Flessibilità nei tempi e nei modi di lavoro
Cambia nel frattempo anche il modo di intendere il lavoro, con una spiccata predilezione per la flessibilità: il 38% dei Millennial e 39% della GenZ vorrebbe la settimana lavorativa da 4 giorni mentre il 32% dei Millennial e il 28% della GenZ insiste sull’importanza di garantire la possibilità di lavorare da remoto. La maggioranza di GenZ (80%) e Millennial (79%) lascerebbe il proprio lavoro se costretta a tornare in ufficio a tempo pieno. La soluzione più desiderata (27% Millennial e 24% GenZ) è la piena flessibilità, ovvero la possibilità di stabilire in autonomia la postazione da cui lavorare.
A fronte di questo desiderio, tra gli intervistati oggi il 12% dei Millennial e il 13% della GenZ lavora completamente da remoto, il 19% dei Millennial e 21% della GenZ ha piena libertà di decidere dove lavorare, il 18% dei Millennial e il 23% della GenZ lavora sia da remoto che in ufficio secondo regole fissate dal datore di lavoro, il 10% dei Millennial e il 12 della GenZ è tornato in ufficio anche se potrebbe svolgere la propria mansione da remoto, il 41% dei Millennial e il 30% della GenZ svolge un lavoro che richiede la presenza fisica
Il tema della salute mentale
In generale, il 73% della GenZ e il 78% dei Millennial in Italia dichiara che il tema della salute mentale è rilevante quando prende in considerazione un nuovo datore di lavoro. Ma i risultati dello studio mostrano anche una discrepanza tra le due generazioni sul fronte della salute mentale: in Italia la GenZ risulta (leggermente) meno “stressata e in ansia” della media globale (44% ita vs 46% global), mentre è vero il contrario per i Millennial (42% ita vs 39% global). Risultati che risentono delle preoccupazioni legate soprattutto al proprio futuro economico e al benessere della propria famiglia. Elementi – congiuntura economica e disoccupazione – che, come detto, incidono pesantemente sul benessere psicologico dei più giovani assieme alla questione ambientale.

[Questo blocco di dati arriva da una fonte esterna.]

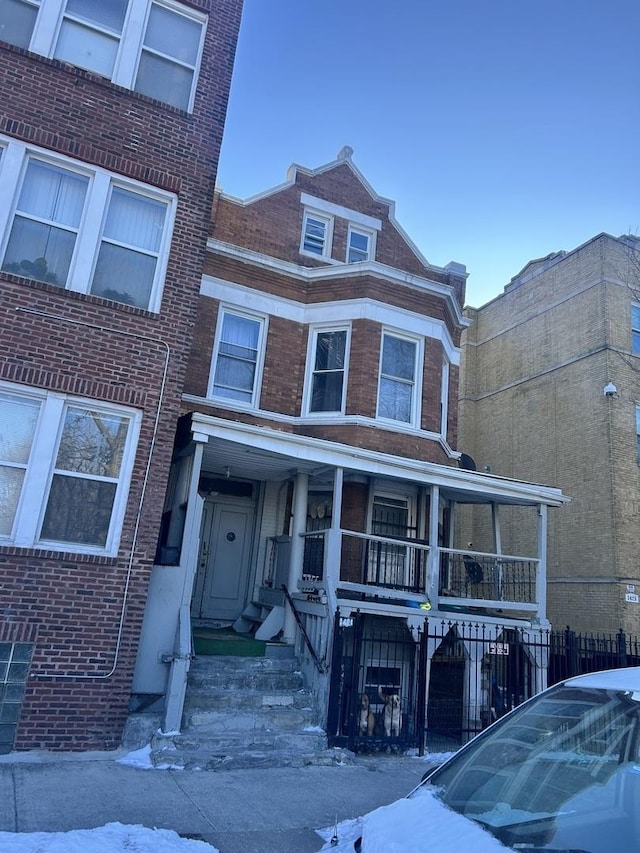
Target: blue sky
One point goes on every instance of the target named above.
(502, 130)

Tra i GenZ italiani il 63% (contro il 60% della media globale) dichiara di essere stato preoccupato o in ansia per il clima nell’ultimo mese. Un livello analogo si registra tra i Millennial: il 64% degli italiani, contro il 57% della media globale, si è preoccupato per il cambiamento climatico nell’ultimo mese. Per tamponare l’inquietudine, i giovani hanno adottato svariati comportamenti in grado di contribuire alla sostenibilità ambientale. Si va dall’evitare l’abbigliamento fast fashion alla verifica della sostenibilità dei prodotti acquistati, passando per una dieta vegana o vegetariana e l’efficientamento energetico della propria abitazione.